Like proteins, peptides are composed of amino acids. But unlike proteins, peptides are smaller and easier to break down. They are just the right size for interacting with the human body. Peptides are big enough to bind to cellular targets but small enough to penetrate the skin or intestines and enter the bloodstream.
But beyond collagen treatments for anti-aging and creatine for enhancing athletic performance, peptides’ unique abilities and customizability remain largely unexplored. Dr. Nora Khaldi, a bioinformatician and the founder of Irish biotech company Nuritas, believes that peptides hold the solution to many medical problems—we just haven’t found them yet.
An ambitious investigation
One new area where peptides may prove valuable is in managing the novel coronavirus. Dr. Hansel Gomez Martinez, a data scientist and bioinformatician at Nuritas, is leading a search for a network of peptides to target COVID-19 infection.
Nuritas combines artificial intelligence and big data techniques to discover peptides that can be used in new drugs. The company claims it can find relevant peptides 10 times faster and with 500 times more accuracy than traditional drug discovery methods. So far, it has developed several bioactive ingredients that are effective against inflammation, diabetes, and multi-drug resistant pathogens.
Gomez’s team is seeking peptides that demonstrate antiviral activity against SARS-CoV-2, the virus that causes COVID-19. Their research will focus on evaluating drugs already in the market or in advanced clinical trials because these have already been assessed for safe use in humans.
Molecular modeling techniques will help Gomez discover which peptides have an affinity for binding with the proteins of SARS-CoV-2. A secondary target will be proteins in the human host cells that are involved in the COVID-19 life cycle.
That all adds up to a lot of proteins.

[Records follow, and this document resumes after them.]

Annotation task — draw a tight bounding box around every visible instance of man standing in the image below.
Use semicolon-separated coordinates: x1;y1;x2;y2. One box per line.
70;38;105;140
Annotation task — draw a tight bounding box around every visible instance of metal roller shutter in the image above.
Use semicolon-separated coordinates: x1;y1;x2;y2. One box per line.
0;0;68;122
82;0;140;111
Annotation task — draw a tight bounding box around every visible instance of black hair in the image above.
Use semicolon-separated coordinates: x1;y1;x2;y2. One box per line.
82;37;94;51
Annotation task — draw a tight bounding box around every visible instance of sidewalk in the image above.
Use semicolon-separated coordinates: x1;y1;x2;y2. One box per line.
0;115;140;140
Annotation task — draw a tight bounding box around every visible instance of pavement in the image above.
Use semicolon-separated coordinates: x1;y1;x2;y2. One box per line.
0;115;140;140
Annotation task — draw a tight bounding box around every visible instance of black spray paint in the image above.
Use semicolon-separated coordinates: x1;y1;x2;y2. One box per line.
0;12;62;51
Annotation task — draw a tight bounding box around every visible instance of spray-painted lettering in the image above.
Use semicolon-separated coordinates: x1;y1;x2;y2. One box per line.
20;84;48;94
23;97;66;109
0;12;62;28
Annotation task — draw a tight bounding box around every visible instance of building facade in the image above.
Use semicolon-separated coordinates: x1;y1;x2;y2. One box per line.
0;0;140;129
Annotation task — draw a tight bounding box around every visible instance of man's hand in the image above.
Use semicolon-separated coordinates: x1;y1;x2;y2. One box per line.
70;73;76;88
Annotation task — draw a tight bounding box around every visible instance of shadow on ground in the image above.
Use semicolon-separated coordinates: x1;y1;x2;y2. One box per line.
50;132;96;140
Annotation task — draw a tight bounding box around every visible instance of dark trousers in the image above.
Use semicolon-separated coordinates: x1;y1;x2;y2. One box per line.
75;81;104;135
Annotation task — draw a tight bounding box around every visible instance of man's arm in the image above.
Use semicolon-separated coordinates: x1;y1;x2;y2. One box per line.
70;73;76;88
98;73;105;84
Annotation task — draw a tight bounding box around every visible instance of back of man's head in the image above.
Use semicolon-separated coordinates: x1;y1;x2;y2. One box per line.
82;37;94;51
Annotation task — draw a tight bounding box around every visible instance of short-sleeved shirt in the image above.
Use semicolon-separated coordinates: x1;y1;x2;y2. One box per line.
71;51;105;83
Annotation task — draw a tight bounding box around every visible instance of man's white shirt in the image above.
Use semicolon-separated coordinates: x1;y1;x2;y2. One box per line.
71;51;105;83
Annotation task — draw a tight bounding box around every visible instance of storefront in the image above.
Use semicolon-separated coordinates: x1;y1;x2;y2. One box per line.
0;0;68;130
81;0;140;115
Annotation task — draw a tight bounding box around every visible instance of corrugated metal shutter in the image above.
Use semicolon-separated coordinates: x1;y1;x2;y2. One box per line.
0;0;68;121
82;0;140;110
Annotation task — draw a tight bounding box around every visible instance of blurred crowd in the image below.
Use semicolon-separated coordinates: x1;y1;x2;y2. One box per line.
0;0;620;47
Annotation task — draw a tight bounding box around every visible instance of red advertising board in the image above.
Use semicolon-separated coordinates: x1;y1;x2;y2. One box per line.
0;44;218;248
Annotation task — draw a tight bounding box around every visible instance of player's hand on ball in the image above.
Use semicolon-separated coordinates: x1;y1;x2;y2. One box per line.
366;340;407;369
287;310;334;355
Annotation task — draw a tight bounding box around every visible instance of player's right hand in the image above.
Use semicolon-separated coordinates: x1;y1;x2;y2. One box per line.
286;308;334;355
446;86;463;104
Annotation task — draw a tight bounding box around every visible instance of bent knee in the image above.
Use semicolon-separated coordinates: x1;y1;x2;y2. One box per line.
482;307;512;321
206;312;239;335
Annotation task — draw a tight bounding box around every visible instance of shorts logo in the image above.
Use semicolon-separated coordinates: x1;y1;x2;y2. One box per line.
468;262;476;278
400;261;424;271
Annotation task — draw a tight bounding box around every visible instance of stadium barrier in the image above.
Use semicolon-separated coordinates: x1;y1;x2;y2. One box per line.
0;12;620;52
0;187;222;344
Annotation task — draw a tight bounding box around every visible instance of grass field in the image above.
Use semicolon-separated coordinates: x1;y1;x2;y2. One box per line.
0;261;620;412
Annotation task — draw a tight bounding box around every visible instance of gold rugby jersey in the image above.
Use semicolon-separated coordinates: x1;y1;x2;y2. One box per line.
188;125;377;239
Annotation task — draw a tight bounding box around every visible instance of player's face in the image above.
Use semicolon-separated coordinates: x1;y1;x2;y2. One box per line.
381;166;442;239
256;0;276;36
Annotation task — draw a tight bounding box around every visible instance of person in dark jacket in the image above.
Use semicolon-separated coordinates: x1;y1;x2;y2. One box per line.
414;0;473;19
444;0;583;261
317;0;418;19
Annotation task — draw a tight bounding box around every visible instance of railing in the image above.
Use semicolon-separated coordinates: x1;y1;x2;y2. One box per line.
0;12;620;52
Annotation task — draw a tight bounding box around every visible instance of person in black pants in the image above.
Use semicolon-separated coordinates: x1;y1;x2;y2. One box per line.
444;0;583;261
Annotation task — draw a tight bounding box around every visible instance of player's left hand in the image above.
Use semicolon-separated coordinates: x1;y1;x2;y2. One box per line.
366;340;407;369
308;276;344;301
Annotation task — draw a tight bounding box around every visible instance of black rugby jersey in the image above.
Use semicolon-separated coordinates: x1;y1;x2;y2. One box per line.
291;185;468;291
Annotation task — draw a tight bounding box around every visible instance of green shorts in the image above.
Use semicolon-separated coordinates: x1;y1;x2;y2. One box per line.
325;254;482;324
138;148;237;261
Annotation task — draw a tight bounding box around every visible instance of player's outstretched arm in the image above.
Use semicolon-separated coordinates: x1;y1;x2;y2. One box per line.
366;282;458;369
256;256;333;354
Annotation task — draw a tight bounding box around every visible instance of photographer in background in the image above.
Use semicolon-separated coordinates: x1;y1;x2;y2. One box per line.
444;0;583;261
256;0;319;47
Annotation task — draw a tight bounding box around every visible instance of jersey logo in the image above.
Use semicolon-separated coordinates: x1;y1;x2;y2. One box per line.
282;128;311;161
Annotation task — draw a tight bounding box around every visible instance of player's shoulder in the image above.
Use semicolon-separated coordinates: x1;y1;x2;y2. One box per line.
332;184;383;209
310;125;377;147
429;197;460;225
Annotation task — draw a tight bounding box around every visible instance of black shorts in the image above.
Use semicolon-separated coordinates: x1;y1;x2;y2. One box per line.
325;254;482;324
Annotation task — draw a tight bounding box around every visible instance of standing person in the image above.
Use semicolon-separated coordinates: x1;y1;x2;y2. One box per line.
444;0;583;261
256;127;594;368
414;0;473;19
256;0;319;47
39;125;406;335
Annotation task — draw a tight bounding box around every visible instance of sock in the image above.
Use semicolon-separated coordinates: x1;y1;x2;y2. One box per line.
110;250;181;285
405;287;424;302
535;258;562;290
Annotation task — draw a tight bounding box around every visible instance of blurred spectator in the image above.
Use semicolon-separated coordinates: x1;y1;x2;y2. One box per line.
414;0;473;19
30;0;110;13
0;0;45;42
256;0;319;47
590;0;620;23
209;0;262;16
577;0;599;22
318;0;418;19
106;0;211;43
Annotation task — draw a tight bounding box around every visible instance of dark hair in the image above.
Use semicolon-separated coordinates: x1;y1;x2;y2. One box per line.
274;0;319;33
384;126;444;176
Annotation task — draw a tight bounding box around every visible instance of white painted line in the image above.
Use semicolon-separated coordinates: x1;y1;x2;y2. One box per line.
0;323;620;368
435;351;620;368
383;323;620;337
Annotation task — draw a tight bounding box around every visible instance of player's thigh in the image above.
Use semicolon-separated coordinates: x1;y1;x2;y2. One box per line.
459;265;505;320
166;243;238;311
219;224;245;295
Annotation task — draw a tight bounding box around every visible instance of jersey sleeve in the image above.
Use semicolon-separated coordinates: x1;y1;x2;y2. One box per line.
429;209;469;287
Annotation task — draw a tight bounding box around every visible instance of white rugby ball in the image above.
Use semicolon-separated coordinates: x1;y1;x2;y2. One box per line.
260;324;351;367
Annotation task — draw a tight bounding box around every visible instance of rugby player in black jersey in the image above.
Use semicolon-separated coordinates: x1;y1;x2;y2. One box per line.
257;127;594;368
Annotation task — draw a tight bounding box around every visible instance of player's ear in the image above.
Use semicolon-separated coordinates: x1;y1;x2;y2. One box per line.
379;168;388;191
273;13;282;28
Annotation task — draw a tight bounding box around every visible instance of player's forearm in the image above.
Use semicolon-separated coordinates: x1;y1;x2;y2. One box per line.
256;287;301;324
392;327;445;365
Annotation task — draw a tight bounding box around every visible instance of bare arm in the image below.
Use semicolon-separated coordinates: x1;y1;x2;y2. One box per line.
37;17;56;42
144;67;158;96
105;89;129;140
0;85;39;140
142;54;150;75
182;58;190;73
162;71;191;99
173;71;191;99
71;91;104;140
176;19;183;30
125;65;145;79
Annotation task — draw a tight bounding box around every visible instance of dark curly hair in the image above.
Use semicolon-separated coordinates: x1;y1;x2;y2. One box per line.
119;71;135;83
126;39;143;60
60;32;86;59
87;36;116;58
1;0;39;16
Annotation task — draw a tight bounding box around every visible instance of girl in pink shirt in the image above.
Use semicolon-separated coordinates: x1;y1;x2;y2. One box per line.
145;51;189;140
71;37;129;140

Modeling all of the proteins in the virus and the interacting partners in the host cells is “a vast dimension of target space,” says Gomez. Each of those targets must then be paired with any number of possible peptide drugs.
“This is a very ambitious investigation,” says Gomez. “The number of combinations of target proteins and candidate peptide drugs will be very high—in the hundreds of thousands.”
To tackle this challenge, Gomez was granted 40,000,000 core hours on Piz Daint, the fastest supercomputer in Europe. Hosted at the Swiss National Supercomputing Centre, access to Piz Daint is provided by the Partnership for Advanced Computing in Europe (PRACE) under a special “fast-track” program to supply computing resources for research that will mitigate the impact of the COVID-19 pandemic.
“For every pair of target and peptide drug we will need to model the binding complex using computational tools in high-throughput experiments,” Gomez says. “Then, we will perform accurate binding energy estimations with the best pair candidates. Finally, we will combine this modeling strategy with the development of anti-viral predictors using state-of-the-art AI techniques to rank all peptides under consideration. This just isn’t feasible without supercomputers.”
To begin the research, Gomez will consider the full proteome of the SARS-CoV-2 virus, formed by 29 proteins. As for the host cells, he will initially consider 332 high-confidence targets, including 66 druggable human proteins, as reported in recent research. However, his team will continue to search for more and include as many targets as possible during their study.
However, not all genetic sequences or other relevant clinical information about potential peptide drugs is readily available. AI methods will provide automatic information extraction and data curation expertise to find the missing information about potential peptide drugs.
Gomez will also use Nuritas’s AI platform to look for peptides that show an anti-inflammatory effect that could boost overall efficiency against COVID-19.
“We are confident in our discovery capabilities,” says Gomez. “In the last 5 years, Nuritas has made significant progress in identifying bioactive peptides for several phenotypic areas—including ones relevant to COVID-19, such as anti-inflammation.”
Another advantage of peptide drugs is that they may present fewer off-target side effects than more traditional drug treatments. Because peptide therapeutics are typically less complex, an effective peptide treatment may be easier and cheaper to produce—a definite plus in our current situation where billions of people worldwide may require treatment.
“We are already talking to external collaborators specializing in virology to test the antiviral efficacy of the candidate drugs we are hoping to find,” says Gomez.